I had an incredibly frustrating conversation this morning trying to explain the idea of quantum immortality to someone whose understanding of MWI begins and ends at pop sci fi movies. I think I've identified the main issue that I wasn't covering in enough depth (continuity of identity between near-identical realities) but I was wondering whether anyone has ever faced this problem before, and whether anyone has (or knows where to find) a canned 5 minute explanation of it.
Much like David Allen, I'm not sure this is truly the case. The path of the coin is completely determined, if you knew all starting conditions perfectly you could predict how it would end up with complete accuracy. And the universe knows all starting conditions perfectly.

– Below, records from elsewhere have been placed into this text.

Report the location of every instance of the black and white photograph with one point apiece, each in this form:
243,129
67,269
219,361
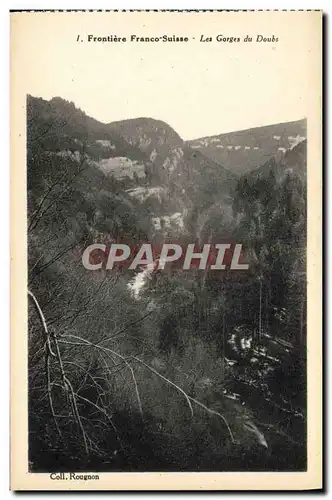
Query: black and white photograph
166,239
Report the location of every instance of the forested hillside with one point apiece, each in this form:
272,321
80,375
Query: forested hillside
162,370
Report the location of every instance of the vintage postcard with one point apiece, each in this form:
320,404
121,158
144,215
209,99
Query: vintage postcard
166,215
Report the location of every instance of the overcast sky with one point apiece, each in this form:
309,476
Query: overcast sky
198,88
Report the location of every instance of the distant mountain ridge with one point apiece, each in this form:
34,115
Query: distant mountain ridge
169,178
245,150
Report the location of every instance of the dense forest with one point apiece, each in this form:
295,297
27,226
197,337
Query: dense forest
172,370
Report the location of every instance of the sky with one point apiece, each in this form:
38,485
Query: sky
199,88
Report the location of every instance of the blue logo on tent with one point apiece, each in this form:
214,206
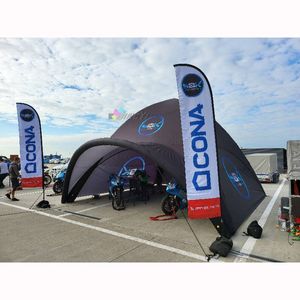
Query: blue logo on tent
151,125
192,85
27,115
134,163
235,177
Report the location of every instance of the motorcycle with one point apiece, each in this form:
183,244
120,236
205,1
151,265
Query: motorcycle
174,200
59,181
47,177
116,188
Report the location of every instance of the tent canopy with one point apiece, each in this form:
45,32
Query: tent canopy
152,138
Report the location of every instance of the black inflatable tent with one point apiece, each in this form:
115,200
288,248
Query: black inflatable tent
153,137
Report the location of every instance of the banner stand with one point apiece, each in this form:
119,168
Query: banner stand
31,147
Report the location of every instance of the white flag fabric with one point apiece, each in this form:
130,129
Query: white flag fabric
199,142
30,137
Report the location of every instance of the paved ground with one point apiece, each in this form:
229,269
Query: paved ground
101,234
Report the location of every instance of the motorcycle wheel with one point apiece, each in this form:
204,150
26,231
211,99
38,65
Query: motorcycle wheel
47,179
169,205
57,187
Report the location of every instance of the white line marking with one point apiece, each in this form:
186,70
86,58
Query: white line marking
250,243
87,209
117,234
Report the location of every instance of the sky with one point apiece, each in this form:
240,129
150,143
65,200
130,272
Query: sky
74,83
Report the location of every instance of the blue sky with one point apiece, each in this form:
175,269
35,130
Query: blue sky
74,83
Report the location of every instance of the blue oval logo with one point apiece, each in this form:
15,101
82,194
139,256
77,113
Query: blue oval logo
151,125
27,115
192,85
235,177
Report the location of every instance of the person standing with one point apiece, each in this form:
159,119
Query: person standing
3,171
14,175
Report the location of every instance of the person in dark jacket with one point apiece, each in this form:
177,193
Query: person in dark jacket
14,175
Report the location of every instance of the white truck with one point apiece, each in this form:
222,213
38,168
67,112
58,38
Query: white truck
265,166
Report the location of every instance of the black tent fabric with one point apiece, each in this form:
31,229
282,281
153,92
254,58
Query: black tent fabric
152,137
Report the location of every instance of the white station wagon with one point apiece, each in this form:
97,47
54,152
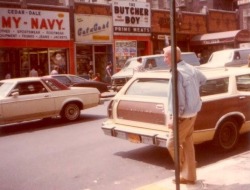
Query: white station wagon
24,99
138,111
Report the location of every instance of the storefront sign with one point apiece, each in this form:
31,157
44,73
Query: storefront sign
93,28
131,17
126,48
33,24
242,2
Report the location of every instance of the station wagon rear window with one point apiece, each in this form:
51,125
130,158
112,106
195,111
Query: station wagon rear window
149,87
243,82
214,86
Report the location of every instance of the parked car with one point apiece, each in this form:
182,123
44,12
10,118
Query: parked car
138,111
228,58
73,80
25,99
156,62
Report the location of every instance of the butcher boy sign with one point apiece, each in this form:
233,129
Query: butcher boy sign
33,24
131,17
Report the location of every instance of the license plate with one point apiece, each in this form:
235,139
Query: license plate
134,138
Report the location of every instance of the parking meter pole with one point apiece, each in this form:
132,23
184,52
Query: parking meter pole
175,94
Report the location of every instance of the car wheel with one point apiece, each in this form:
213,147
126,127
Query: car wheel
227,135
71,112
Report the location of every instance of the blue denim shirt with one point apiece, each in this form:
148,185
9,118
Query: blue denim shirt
189,81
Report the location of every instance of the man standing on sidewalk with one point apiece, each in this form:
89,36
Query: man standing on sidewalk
189,81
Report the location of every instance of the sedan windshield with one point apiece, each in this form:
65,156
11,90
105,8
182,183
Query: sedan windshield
143,87
5,88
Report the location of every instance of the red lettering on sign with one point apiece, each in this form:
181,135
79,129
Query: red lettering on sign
46,24
7,22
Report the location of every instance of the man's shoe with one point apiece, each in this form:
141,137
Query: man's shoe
185,181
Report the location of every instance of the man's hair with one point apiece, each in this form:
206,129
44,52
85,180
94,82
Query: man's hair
167,50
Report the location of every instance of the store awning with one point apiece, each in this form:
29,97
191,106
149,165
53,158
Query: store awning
221,37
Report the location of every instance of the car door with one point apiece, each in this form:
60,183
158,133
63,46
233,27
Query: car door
243,86
34,101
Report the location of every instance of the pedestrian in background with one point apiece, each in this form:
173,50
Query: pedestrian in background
33,72
189,81
140,67
55,70
108,72
248,60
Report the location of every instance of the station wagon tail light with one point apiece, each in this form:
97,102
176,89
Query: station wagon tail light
109,109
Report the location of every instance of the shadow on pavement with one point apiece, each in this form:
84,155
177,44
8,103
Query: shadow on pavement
205,153
43,124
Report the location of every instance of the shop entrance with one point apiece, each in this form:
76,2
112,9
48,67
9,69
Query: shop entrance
19,61
92,59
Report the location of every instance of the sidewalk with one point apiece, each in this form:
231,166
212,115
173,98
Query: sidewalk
230,174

Quantum fluctuations would tend to cancel each other out (much like all the air molecules in a room are never only in one corner, leaving the rest of the room in a vacuum, even though that's not strictly impossible), and thus never exert any significant pressure on the coin in any direction, and have no net impact on it's path. I would think that the coin would land on one particular side in nearly 100% of universes, with maybe the tiniest fraction containing a truly extraordinary confluence of random fluctuations all in the same direction that made it land on the other side.
I'm almost sure that it's not actually the case. I only use the example of a coin flipping because most people consider that random and it's easier than having to explain Schrodinger's Cat.